OUR HISTORY

The Institute of the Deaf of Turin is an institution created at the beginning of the 19th century by the Savoy to care for and teach deaf children and to train their teachers. The first director was the priest Francesco Bracco, who also adopted the experience of Giovanni Battista Scagliotti. The Institute immediately had the dual mission of educating deaf children and training their teachers.

The original seat of the Institute was in Turin, in via Assarotti, in the building erected thanks to the bequest of Countess Ottavia Borghese Masino di Mombello, where Paolo Basso also taught, who, deaf, became vice-director of the Institute in the mid-19th century. In 1965 the building was sold to the City of Turin and the proceeds were used to build the new and larger headquarters in Pianezza, which is still in operation.

At the end of the seventies, the evolution of legislation in the school sector and the change in pedagogical orientations led to a deep crisis in the special institutions, many of which were closed in the following decade.

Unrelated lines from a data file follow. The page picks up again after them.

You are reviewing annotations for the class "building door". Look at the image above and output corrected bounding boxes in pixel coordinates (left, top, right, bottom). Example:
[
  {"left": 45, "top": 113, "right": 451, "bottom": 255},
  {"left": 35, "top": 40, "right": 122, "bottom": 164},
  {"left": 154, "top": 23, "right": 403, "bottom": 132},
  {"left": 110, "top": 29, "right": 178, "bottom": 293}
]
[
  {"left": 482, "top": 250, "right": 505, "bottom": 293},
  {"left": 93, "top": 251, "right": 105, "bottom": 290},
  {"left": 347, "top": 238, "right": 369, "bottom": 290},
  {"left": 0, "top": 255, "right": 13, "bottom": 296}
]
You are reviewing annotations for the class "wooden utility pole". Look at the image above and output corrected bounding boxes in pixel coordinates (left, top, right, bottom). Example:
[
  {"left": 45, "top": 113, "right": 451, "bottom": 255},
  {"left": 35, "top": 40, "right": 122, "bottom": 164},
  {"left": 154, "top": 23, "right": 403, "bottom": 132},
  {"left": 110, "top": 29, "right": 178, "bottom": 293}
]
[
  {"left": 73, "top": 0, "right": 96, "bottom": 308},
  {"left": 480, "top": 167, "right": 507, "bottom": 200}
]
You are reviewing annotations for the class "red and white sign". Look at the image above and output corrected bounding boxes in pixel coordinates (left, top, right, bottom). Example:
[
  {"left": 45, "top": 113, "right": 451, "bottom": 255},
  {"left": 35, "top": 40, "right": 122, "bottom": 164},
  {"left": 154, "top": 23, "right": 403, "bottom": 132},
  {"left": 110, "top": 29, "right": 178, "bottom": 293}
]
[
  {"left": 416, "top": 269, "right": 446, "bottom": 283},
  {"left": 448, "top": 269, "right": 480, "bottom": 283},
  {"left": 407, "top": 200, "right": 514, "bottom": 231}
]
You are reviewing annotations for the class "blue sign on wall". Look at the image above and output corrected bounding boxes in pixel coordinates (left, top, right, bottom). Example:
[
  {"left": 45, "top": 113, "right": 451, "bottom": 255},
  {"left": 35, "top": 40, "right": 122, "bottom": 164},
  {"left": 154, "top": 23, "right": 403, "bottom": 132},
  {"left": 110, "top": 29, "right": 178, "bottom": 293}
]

The management of the Institute therefore decided to adapt its educational offer: The boarding school was closed and the special schools were opened to hearing children in the region; at the same time, an innovative pedagogical service to support communication and autonomy for deaf students was set up in public schools in most of the Piedmont region, and extended to Lombardy from 2017.

The Institute of the Deaf of Turin is a non-profit foundation, governed by a Board of Trustees that is fully autonomous in the choice of the direction of activities, within the framework of social solidarity provided for in the current Statutes.